# JavaFX fähigkeiten & kostenloses eBook



## tobi88 (8. Okt 2008)

Moin Leute,

ich schaue mir gerade ein paar JavaFX Beispiele im Netz an und ich bin auf dieses hier gestoßen
http://de.youtube.com/watch?v=0fQNu2UD1R0&feature=related

Sehe ich richtig, dass das Applet im Browser gestartet wird und nachdem den Browser schließt das Applet weiter läuft? Ich bin echt beeindruckt.

Kann man auch Forms mit JavaFX erstellen und nicht nur Applets?

Würde mir gerne JavaFX aneignen. Ich bin auf der suche nach ein paar eBooks. Kennt ihr welche oder könnt ihr welche Empfehlen? Ich würde mir auch ein Buch kaufen.

Gruß
Tobi


----------



## vogella (15. Dez 2008)

Hallo Tobi, 

Ich für JavaFX mit Eclipse ein kleines Tutorial geschrieben. Kannst ja mal raufschauen, ev. hilft Dir das beim Einstieg.

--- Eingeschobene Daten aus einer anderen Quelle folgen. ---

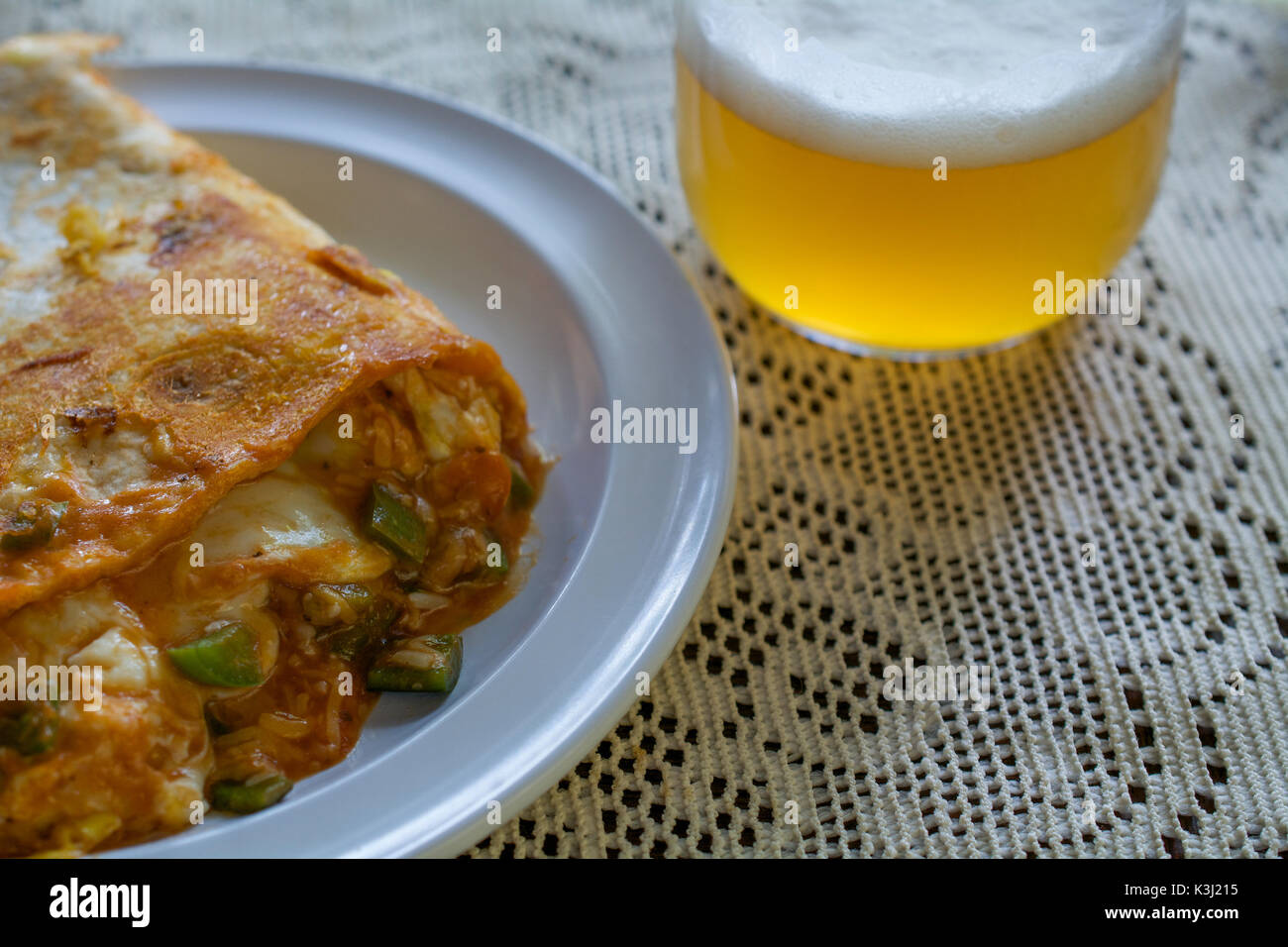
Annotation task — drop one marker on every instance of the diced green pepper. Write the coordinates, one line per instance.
(33, 525)
(252, 795)
(224, 657)
(351, 641)
(425, 664)
(389, 522)
(33, 731)
(522, 492)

JavaFX mit Eclipse - Tutorial

Bücher wird es sicherlich noch nicht so viele geben, ist ja gerade erst released worden. 

Viele Grüße, Lars


----------



## tobi88 (15. Dez 2008)

Super danke  werde ich mir mal heute mittag anschauen 

danke


----------



## Matthias82 (5. Dez 2009)

Hallo,

gibt es das Tutorial vielleicht auch auf Deutsch? Bin leider nicht so Fit im Englischen. 

Alternativ wär ich auch über sonstige Ebook Tipps zum Thema JavaFX.

Gruß Matthias


----------